Retour mise au point sur Gauchet et son
histoire du sujet. Sur les bases d’une instance réduite à « un advenir de
l’individu », issue de surcroît de « la lente division du monde
psycho-social traditionnel », domine une anthropologie dualiste,
ouvertement inspirée de Louis Dumont : holisme vs individualisme. D’un côté, la religion servant d’englobant, il y aurait
eu primat de la communauté sur les individus : nous partons du « général
pour le particulariser » (D, 236) ; de l’autre, à travers l’histoire, la
volonté mise en commun, et le contrat entre les hommes, le rapport entre la
totalité et la partie se serait inversé symétriquement : nous posons
« le singulier au départ, afin de l’universaliser » (id.). Ce qui suppose au demeurant une assimilation conceptuelle discutable entre le particulier, le singulier et l’individuel. Sans
doute entre la monade et le corps d’ensemble qui l’intègre chaque composante
demeure interdépendante. Il reste qu’ainsi polarisé ce modèle limite à une
alternative toute expérience de subjectivation et de socialisation. Les chaînes
d’opposition se poursuivent comme autant de schèmes d’équivalence promus au
rang d’unique rationalité de l’anthropologique. Puisqu’à l’antinomie primitive
de la religion et de l’histoire correspond l’articulation entre holisme et
individualisme, autant de systèmes significatifs peuvent s’en dégager :
sous l’angle holistique, c’est une structure hiérarchique et verticalisée des
liens sociaux qui l’emporte ; sous l’angle individualiste, c’est une
structure égalitaire et linéaire. Ensemble à son tour aisément
réductible : « Dans le monde religieux, la priorité est au pouvoir en
tant que puissance d’ordre. Dans le monde historique, la priorité passe à la
société en tant que puissance de mouvement. » (96). Il est chaque fois un
terme dominé et transformé par l’autre jusqu’à engendrer le paradoxe où
s’enracine l’individualisme. Car lorsque la priorité passe à la société, c’est
l’idée de gouvernement qui se modifie intégralement : du roi qui
monopolise la puissance nous passons au nouvel ordre « libéral et
représentatif » (id.) où s’expriment la nation et chacun de ses
membres. Un syntagme récurrent en concentre alors le ressort
contradictoire : l’idée tocquevillienne de « société des
individus » (DRH, 11) dont l’acte de naissance est 1789. Dès lors qu’à la différence de
la société monarchique « l’atome social » devient logiquement premier,
une difficulté majeure sinon même une impossibilité émergent, celles de
« recomposer une société à partir des individus » (D, 15). Le propos essentiel porte évidemment sur l’itération (re-) comme forme d’intelligibilité des nouveaux
principes de l’organisation sociale. Il témoigne du « problème
inépuisable » voire insoluble que posent ces perpétuelles
« oscillations » (id.) entre le collectif et l’individuel. Au
lieu d’ébranler cette dualité d’origine, la raison dialectique en admet le
fondement : « Une fois admis qu’il y a d’abord des individus, qu’il
n’y a plus au départ que des individus, comment penser leur coexistence, leur
compossibilité à l’intérieur d’une société, comment obtenir, à partir de cette
irréductible pluralité d’existence séparées, une somme collective viable ? »

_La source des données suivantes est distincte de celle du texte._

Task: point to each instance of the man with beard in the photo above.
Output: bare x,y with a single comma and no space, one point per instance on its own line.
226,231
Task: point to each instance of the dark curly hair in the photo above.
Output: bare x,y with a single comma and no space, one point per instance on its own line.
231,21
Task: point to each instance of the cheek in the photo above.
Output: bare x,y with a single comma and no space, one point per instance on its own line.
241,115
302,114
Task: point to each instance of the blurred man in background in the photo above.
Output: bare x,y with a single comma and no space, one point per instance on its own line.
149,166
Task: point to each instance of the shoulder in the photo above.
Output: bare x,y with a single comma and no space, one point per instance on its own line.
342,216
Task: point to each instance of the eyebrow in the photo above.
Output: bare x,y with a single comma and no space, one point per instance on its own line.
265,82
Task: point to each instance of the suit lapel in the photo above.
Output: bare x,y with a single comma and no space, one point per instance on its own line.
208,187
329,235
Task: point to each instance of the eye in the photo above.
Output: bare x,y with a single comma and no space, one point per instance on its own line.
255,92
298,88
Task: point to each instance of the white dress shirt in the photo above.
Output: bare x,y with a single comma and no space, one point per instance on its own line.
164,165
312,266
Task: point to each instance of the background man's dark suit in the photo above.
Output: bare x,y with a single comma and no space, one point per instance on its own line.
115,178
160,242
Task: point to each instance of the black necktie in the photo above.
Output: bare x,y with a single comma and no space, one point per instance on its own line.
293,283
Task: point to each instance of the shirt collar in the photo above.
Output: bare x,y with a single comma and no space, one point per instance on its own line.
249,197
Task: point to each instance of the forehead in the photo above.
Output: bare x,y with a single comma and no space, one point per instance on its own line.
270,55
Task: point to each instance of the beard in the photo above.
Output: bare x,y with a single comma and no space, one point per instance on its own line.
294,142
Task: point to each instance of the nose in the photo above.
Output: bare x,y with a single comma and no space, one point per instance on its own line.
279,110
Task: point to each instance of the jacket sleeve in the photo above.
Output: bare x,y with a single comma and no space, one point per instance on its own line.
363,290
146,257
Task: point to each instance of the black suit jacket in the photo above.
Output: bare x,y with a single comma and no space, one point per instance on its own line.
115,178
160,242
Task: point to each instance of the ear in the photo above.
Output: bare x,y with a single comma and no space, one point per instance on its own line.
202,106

(id.) À cause de cette distance fondatrice entre sujets, la notion même de pluralité devient ambiguë. Le multiple s’y entend comme nombre, ce qui explique l’analyse quantitative « une somme collective »
– dont l’incidence va aussi bien à la théorie de la société qu’à la théorie du
politique et spécialement la théorie de la démocratie. Classiquement, donc :
l’instance collective entendue comme un tout décomposable.